17 Jun 2020Submitted to Transboundary and Emerging Diseases
18 Jun 2020Assigned to Editor
18 Jun 2020Submission Checks Completed
27 Jun 2020Reviewer(s) Assigned

Abstract

Coronavirus (CoV) pandemics have become a huge threat to the public health worldwide in the recent decades. Typically, severe acute respiratory syndrome CoV (SARS-CoV) caused SARS pandemic in 2003 and SARS-CoV-2 caused the ongoing COVID-19 pandemic. Both viruses have been reported to originate from bats. Thus, direct or indirect interspecies transmission from bats to humans is required for the viruses to cause pandemics. Receptor utilization is a key factor determining the host range of viruses which is critical to the interspecies transmission. Angiotensin converting enzyme 2 (ACE2) is the receptor of both SARS-CoV and SARS-CoV-2, but only ACE2s of certain animals can be utilized by the viruses.
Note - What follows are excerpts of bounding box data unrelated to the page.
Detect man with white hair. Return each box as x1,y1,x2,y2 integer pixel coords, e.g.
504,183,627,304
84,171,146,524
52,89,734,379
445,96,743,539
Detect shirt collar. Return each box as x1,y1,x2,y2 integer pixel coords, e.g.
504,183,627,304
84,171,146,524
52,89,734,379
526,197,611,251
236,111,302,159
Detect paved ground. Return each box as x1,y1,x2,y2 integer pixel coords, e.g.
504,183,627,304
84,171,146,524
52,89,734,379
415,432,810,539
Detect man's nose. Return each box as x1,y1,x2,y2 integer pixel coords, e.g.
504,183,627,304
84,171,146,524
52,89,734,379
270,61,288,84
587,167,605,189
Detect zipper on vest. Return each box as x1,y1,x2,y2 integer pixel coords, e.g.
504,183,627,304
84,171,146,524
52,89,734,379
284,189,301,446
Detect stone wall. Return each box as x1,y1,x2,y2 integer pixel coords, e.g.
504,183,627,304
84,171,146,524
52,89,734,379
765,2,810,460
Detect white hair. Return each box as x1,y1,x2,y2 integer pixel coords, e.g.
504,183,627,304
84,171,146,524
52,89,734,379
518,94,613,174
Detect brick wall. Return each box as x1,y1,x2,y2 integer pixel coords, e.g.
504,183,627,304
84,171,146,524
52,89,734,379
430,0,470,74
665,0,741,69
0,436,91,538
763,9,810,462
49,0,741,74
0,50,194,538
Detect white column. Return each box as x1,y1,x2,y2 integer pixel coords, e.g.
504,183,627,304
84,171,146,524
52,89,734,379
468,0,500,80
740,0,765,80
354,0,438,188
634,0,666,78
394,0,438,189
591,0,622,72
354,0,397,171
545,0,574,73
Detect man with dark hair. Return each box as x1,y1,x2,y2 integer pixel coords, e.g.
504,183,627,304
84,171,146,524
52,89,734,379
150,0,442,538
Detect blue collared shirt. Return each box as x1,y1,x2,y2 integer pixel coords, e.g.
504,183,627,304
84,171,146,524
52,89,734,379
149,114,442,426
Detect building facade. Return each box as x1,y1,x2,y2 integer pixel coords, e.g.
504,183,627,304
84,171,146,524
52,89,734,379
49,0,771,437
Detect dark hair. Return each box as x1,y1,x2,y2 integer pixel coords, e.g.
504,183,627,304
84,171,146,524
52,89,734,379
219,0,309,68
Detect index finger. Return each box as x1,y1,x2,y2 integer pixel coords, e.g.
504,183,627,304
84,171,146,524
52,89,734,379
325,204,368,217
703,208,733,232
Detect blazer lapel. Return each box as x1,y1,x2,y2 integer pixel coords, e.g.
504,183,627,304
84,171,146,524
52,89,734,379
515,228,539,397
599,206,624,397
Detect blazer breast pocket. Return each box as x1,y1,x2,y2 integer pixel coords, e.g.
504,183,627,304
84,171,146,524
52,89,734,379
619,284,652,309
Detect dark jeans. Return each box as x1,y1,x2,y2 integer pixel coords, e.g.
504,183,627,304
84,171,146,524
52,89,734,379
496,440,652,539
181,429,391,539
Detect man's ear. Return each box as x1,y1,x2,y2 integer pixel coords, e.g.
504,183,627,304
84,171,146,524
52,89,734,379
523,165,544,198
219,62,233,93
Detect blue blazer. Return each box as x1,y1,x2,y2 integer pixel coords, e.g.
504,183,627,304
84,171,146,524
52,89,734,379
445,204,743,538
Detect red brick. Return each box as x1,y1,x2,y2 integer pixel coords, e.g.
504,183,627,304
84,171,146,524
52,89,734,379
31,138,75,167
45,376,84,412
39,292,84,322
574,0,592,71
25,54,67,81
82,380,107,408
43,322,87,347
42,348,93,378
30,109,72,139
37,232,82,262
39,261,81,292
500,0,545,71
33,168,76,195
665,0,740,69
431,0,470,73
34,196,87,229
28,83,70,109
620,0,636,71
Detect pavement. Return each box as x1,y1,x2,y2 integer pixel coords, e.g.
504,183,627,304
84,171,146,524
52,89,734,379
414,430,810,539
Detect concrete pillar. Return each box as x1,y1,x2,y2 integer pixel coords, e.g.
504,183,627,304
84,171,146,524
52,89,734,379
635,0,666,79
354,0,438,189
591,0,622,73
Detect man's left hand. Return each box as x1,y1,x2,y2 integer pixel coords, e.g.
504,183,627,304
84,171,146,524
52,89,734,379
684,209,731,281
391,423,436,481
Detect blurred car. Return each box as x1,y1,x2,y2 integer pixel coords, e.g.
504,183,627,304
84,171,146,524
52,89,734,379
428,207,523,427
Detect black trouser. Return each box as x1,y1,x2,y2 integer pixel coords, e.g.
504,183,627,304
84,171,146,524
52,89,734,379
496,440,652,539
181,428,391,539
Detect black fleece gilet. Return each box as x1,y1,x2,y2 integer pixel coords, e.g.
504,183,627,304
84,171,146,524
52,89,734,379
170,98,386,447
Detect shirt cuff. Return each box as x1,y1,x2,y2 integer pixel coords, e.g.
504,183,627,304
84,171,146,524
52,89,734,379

Here, we employed pseudovirus cell-entry assay to evaluate the receptor-utilizing capability of ACE2s of 20 animals by the two viruses and found that SARS-CoV-2 utilized less ACE2s than SARS-CoV, indicating a narrower host range of SARS-CoV-2. Especially, SARS-CoV-2 tended not to use murine or non-mammal ACE2s. Meanwhile, pangolin CoV, another SARS-related coronavirus highly homologous to SARS-CoV-2 in its genome, yet showed similar ACE2 utilization profile with SARS-CoV rather than SARS-CoV-2. To clarify the mechanism underlying the receptor utilization, we compared the amino acid sequences of the 20 ACE2s and found 5 amino acid residues potentially critical for ACE2 utilization, including the N-terminal 20th and 42nd amino acids that may determine the different receptor utilization of SARS-CoV, SARS-CoV-2 and pangolin CoV. Our studies promote the understanding of receptor utilization of pandemic coronaviruses, potentially contributing to the virus tracing, intermediate host screening and epidemic prevention for pathogenic coronaviruses.